Acontece que elas vêm de uma camada social que não tem oportunidade. Quem dá oportunidade é o crime, logo elas estão no crime. E é muito triste porque ninguém fala da história dessas meninas. O Mundo Aflora vem com esse papel também, de contar a historia delas. Por que a população carcerária feminina aumentou em 150% de 2009 à 2012 (de acordo com os últimos dados disponíveis) em penitenciárias e em centros de medida socioeducativa? O que está acontecendo? Mulher é estrutura de uma família, principalmente em caso de maior vulnerabilidade. E o que eu percebo nessas meninas é que elas são abandonadas pela família, então é mais difícil do que para que os meninos. Para os meninos é OK, super aceitável menino ser preso, menina não. E as meninas que estão lá muitas se envolveram em tráfico ou roubo por causa de namorado, pai ou irmão.

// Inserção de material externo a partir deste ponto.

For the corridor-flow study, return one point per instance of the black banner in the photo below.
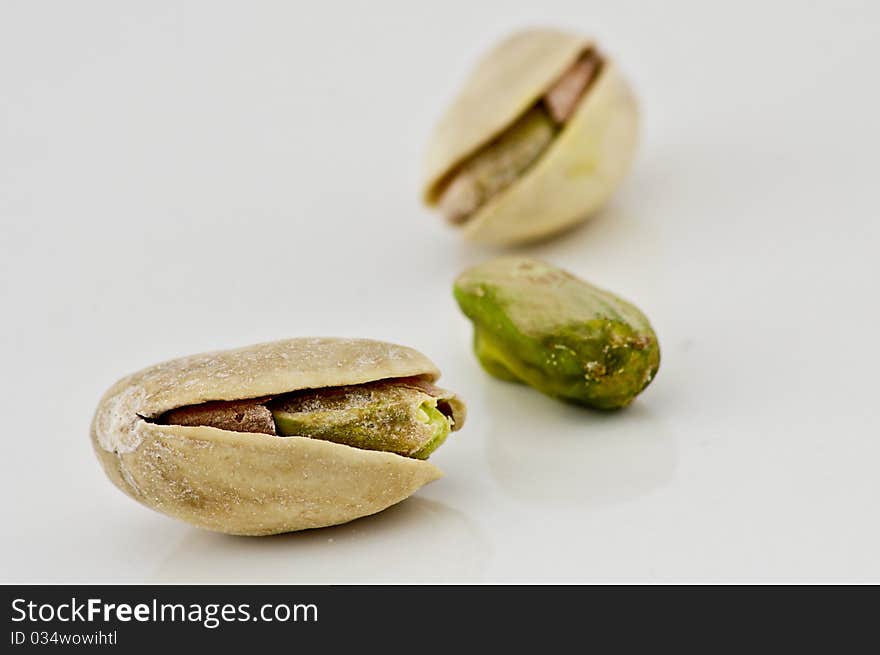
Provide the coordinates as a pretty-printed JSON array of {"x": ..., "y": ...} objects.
[{"x": 131, "y": 618}]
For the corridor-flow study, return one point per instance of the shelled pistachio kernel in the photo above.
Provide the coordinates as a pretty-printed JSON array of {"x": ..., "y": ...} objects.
[{"x": 538, "y": 324}]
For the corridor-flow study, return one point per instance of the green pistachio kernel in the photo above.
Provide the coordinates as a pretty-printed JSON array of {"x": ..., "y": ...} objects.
[
  {"x": 390, "y": 415},
  {"x": 537, "y": 324}
]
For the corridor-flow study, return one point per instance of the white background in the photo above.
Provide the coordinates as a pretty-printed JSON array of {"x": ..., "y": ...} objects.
[{"x": 180, "y": 177}]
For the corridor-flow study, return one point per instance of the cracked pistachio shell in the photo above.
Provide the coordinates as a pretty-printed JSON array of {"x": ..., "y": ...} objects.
[
  {"x": 252, "y": 483},
  {"x": 537, "y": 324},
  {"x": 580, "y": 169}
]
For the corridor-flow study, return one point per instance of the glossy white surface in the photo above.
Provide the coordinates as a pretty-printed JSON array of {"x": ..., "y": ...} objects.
[{"x": 179, "y": 177}]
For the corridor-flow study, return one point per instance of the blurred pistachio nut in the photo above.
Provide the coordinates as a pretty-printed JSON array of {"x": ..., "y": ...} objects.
[
  {"x": 537, "y": 324},
  {"x": 281, "y": 436},
  {"x": 541, "y": 134}
]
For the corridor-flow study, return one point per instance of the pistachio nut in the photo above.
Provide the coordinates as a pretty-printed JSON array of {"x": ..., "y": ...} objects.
[
  {"x": 276, "y": 437},
  {"x": 537, "y": 324},
  {"x": 538, "y": 139}
]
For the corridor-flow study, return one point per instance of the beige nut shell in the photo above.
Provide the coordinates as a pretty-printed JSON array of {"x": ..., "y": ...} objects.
[
  {"x": 255, "y": 484},
  {"x": 581, "y": 168}
]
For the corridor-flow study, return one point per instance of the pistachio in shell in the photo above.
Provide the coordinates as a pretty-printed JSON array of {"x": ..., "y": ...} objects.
[
  {"x": 540, "y": 325},
  {"x": 540, "y": 136},
  {"x": 276, "y": 437}
]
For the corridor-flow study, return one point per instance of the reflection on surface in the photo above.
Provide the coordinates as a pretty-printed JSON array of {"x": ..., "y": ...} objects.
[
  {"x": 417, "y": 540},
  {"x": 541, "y": 449}
]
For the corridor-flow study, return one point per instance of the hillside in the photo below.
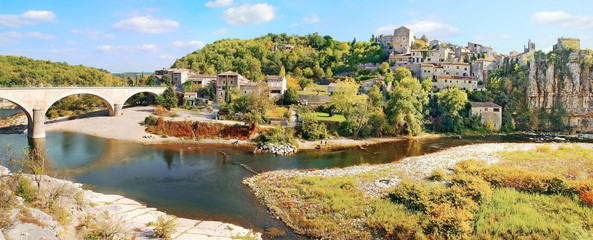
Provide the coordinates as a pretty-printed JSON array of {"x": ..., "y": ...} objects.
[
  {"x": 312, "y": 56},
  {"x": 27, "y": 71}
]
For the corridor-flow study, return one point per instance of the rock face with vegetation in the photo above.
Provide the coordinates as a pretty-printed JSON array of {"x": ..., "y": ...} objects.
[{"x": 564, "y": 77}]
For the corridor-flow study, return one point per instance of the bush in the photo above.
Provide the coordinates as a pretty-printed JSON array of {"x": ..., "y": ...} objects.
[
  {"x": 151, "y": 120},
  {"x": 165, "y": 226},
  {"x": 314, "y": 131},
  {"x": 25, "y": 189},
  {"x": 278, "y": 135},
  {"x": 437, "y": 175}
]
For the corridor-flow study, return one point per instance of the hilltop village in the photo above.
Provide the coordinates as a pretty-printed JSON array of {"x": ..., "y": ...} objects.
[{"x": 445, "y": 66}]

Como você percebe que elas se enxergam, entre elas, como mulheres?

Lá dentro tem muita menina homossexual. E aí vem outro problema em relação à diferença entre os gêneros, porque os meninos da Fundação Casa podem receber visita íntima, as meninas não. Onde elas aplicam a sexualidade delas? Muitas dizem que estão homossexuais, porque elas estão lá e encontram alguém que lhes dá carinho, em um dos momentos mais difíceis da vida. Em paralelo, a sexualidade ali florescendo. É uma condição de sobrevivência e troca de carinho. Muitas não sabem o que é o amor direito, então os sentimentos se confundem entre amizade, amor, carência, atração sexual...

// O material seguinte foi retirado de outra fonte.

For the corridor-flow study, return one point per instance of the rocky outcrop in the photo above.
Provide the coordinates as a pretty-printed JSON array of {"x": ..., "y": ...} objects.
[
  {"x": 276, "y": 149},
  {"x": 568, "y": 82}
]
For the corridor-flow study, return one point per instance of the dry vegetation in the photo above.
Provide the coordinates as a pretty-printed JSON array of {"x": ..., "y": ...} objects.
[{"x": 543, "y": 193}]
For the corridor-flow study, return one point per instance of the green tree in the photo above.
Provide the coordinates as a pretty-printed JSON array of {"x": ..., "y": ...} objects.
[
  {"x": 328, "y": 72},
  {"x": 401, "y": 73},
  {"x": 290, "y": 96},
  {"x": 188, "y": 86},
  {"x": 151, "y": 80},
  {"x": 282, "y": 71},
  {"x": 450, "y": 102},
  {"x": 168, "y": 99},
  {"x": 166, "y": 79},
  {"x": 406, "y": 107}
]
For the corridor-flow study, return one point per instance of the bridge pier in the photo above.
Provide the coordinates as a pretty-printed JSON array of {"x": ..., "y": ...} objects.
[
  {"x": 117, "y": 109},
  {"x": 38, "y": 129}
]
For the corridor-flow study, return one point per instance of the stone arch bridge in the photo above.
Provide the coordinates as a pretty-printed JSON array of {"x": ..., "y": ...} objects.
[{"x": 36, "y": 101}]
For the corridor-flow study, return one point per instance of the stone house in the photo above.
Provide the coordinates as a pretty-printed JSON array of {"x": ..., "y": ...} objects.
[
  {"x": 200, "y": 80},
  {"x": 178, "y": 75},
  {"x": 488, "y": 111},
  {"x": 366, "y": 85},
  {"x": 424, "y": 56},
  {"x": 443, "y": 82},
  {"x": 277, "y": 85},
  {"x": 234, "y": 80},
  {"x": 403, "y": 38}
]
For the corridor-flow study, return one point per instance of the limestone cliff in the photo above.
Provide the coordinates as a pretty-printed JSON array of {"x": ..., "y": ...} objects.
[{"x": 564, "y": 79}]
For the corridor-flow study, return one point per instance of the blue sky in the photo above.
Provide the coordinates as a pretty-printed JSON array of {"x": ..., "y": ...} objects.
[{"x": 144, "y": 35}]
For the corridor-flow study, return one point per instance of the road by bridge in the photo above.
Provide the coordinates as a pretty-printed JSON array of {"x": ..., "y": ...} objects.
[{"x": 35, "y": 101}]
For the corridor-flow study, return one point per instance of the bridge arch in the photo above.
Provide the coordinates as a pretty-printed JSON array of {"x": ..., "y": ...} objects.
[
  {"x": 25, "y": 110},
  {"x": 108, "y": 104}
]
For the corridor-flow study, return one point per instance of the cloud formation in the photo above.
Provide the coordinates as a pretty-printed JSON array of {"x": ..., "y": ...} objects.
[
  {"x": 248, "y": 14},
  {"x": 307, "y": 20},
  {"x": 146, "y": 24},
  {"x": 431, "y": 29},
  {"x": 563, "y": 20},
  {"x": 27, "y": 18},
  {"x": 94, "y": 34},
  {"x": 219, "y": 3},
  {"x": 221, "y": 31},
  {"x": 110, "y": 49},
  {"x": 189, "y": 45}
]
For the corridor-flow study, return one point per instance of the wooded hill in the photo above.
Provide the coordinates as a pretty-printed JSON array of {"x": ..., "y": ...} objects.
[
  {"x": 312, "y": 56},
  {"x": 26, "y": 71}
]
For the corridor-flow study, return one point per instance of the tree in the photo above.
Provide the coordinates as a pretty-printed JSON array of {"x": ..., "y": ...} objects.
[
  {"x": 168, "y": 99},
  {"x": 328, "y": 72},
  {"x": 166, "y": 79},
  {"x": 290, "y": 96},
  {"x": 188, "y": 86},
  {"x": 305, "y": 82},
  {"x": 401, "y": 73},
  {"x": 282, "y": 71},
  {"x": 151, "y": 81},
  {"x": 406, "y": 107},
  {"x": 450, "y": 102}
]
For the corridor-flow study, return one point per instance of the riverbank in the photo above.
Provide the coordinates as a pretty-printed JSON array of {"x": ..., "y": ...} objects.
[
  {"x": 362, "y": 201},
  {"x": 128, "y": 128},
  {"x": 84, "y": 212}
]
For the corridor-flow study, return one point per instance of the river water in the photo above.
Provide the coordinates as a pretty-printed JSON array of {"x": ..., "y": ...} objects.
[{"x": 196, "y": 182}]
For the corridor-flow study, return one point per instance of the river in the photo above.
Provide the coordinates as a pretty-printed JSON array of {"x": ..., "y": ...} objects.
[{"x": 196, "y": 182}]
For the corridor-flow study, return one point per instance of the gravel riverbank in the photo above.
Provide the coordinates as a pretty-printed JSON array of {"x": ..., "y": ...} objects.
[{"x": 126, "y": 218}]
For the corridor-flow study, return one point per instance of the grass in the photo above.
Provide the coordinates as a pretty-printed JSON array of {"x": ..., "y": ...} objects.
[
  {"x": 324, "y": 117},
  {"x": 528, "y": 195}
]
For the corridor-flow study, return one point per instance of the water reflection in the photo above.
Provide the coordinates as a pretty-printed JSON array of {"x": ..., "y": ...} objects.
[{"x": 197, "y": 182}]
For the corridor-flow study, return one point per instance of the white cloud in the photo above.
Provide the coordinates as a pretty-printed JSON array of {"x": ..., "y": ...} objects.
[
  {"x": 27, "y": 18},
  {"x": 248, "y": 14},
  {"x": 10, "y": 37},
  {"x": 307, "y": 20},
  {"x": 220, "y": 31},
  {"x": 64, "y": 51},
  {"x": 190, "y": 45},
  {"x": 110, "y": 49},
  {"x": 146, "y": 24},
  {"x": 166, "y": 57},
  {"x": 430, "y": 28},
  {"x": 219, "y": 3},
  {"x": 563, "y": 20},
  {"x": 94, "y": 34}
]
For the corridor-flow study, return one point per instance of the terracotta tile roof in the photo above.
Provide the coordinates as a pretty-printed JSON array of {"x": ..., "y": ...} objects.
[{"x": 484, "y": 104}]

Mas é interessante que as meninas se sentem mulheres e isso ressignifca muito o que é ser mulher. Ser mulher é gostar de passar rímel? Não necessariamente! Teve um bazar que fizemos em que teve uma menina que pediu que eu levasse “roupas de menino” e ela foi lá e desfilou com “roupa de menino”. Porque isso é ser mulher pra ela. É colocar uma calça jeans que não é justa com uma camisa polo bem cortada. Ser mulher pra ela é poder ser autêntica. É apropriar-se de si.

Eu não gosto da palavra empoderamento, porque essa palavra diz colocar poder em alguma coisa, e todo mundo tem poder. Então é, na verdade, um descobrimento ou redescobrimento para você se enxergar exatamente como é e ter coragem de exibir-se para o mundo. “Olha, é isso o que eu tenho, é isso que eu sou.” Se é de cabelo curto, longo, maquiagem, sem maquiagem, me vestindo “de mulher”, “de homem”, de rosa pink do cabelo ao pé, sendo mais magra ou gorda, não interessa.

E quando se fala de empoderamento feminino geralmente está ligado a você ser uma profissional de sucesso ou uma empreendedora. Quando isso é visto por outra pessoa soa inatingível, inalcançável. E é tão mais simples. Porque não é só o discurso “eu vou lá conquistar minha independência financeira, de trabalho, de realização no mundo...” talvez a realização no mundo seja ter filho e cuidar da sua casa e família! Temos que respeitar. É interessante permitirmos que o que é interessante pra cada um seja sustentado.

No que este trabalho enriquece em sua vida?

Ao mesmo tempo em que elas têm muita parceria e cuidado umas com as outras, elas têm muitos conflitos também. Então eu digo que eu aprendi muito mais com elas. O que eu sou hoje como mulher, professora e ser humano, eu devo muito isso a elas. Elas me deram um campo para trabalhar todas as minhas capacidades de adaptação na vida, trabalhando com imprevistos o tempo todo e mesmo assim conseguindo realizar o que eu estava me propondo a fazer. E é engraçado que elas não têm muito filtro pra perguntar, isso o que geralmente temos, de ficar segurando as coisas mais educadamente - elas vão lá e perguntam na cara. Essa verdade delas eu sinto muita falta no meu circulo social, onde as pessoas, por vezes, sentem e não se expressam. Então elas foram mostrando o que eu queria também quanto aos meus valores e vínculos.